Way forward — targeted measures
| Challenge | Action | Responsible agent |
|---|---|---|
| Mandate ambiguity at AAMs | Define a concise service package with role profiles, staffing norms and performance indicators for population health tasks. | MoHFW; State health departments; district health offices |
| Primary care inputs | Capital and recurrent funding for facility upgrades, medicine procurement, diagnostics and referral transport. | Union and State budgets; NHM funds |
| PM‑JAY financial stress | Timely claim settlement mechanism, actuarial review of package rates, escrow or working‑capital support for hospitals. | National Health Authority; State implementing agencies |
| Fraud and quality | Strengthen audit, e‑claims analytics, standard treatment guidelines and clinical audits. | NHM, NHA, State quality cells |
| Missing middle | Design subsidised contributory schemes, micro‑insurance or targeted vouchers for informal workers. | Ministry of Labour, NHA, State governments |
| ABDHM outcome gap | Mandate outcome indicators, integrate digital IDs with supply chains, invest in rural connectivity and digital literacy, and enact strong data‑protection rules. | MeitY, MoHFW, TRAI, State IT cells |
Model Questions
1. Critically examine the challenges in achieving Universal Health Coverage in India through the Ayushman Bharat initiatives, focusing on structural and implementation gaps in Ayushman Arogya Mandirs and PM‑JAY. [GS-II: Governance]
UHC via Ayushman Bharat faces mandate ambiguity at AAMs, a policy tilt from population health to individual well‑being, weak facility infrastructure, irregular medicine supplies and poor referral systems. PM‑JAY suffers delayed claim settlements, inadequate package rates, fraud and provider exits (e.g., JKPHDA). Addressing these requires clarified primary care roles, assured public financing, timely reimbursements, fraud controls and schemes for the ‘missing middle’.
2. Analyse the effectiveness of the Ayushman Bharat Digital Health Mission in improving actual healthcare access and outcomes, and suggest measures to bridge the gap between digital adoption and service delivery. [GS-III: Science & Technology]

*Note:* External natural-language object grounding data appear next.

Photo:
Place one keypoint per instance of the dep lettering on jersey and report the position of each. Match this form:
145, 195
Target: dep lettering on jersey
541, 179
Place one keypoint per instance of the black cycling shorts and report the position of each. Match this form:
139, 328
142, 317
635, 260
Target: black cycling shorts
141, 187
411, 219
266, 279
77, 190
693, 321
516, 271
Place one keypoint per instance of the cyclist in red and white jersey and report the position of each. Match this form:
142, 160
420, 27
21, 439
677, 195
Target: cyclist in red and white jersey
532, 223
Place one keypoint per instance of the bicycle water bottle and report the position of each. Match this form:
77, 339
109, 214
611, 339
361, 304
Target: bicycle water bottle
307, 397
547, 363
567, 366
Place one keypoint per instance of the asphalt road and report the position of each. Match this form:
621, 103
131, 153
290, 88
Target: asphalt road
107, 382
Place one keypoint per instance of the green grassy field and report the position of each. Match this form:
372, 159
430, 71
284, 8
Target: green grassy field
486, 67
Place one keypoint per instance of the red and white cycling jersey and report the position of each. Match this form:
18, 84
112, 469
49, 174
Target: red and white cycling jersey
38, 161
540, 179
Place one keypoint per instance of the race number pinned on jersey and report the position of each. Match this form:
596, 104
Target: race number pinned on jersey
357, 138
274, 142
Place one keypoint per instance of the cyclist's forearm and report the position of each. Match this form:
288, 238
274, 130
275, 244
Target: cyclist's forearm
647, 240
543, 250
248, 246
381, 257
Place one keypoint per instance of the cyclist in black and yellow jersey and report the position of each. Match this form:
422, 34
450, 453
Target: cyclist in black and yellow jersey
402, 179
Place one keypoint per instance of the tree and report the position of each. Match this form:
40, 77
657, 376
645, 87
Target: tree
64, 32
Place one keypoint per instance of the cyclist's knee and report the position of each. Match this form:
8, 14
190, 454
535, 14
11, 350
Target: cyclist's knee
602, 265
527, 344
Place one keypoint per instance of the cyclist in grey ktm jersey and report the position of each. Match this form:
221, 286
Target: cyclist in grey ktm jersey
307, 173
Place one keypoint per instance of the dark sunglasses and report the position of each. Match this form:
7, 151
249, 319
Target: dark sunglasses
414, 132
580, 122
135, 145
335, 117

ABDHM shows large uptake (863 million ABHA IDs; 426 million teleconsultations in 2025) but digital reach alone does not secure beds, clinicians or medicines. Key constraints are the digital divide, weak rural connectivity and data privacy risks. Measures include rural broadband and device access, digital literacy, interoperable standards, legal privacy safeguards, integration with primary‑care supply chains and outcome metrics linking digital use to health improvements.
3. Discuss the implications of converting existing sub‑centres, PHCs and CHCs into Ayushman Arogya Mandirs for public health policy and grassroots service delivery. [GS-II: Governance]
The conversion created role confusion by adding a wellness prefix to existing centres. This risks diverting effort from preventive and population health programmes (nutrition, maternal and child health, chronic disease control). Grassroots problems include weak infrastructure, irregular medicines and poor referral linkages. Policy must define service packages, staffing norms, supply chains, referral protocols and community health indicators to preserve population health duties.
4. Assess the economic and institutional factors that threaten the sustainability of PM‑JAY, with reference to recent developments and provider behaviour. [GS-III: Economic Development]
PM‑JAY sustainability is threatened by delayed payments, low package rates and fraud. Provider responses include de‑empanelment threats (e.g., JKPHDA) that reduce access. Economic fixes include timely claim settlement, actuarial revision of tariffs and working‑capital support. Institutional reforms require stronger fraud detection, transparent audits, grievance mechanisms and simultaneous investments to expand public sector capacity and cover the ‘missing middle’.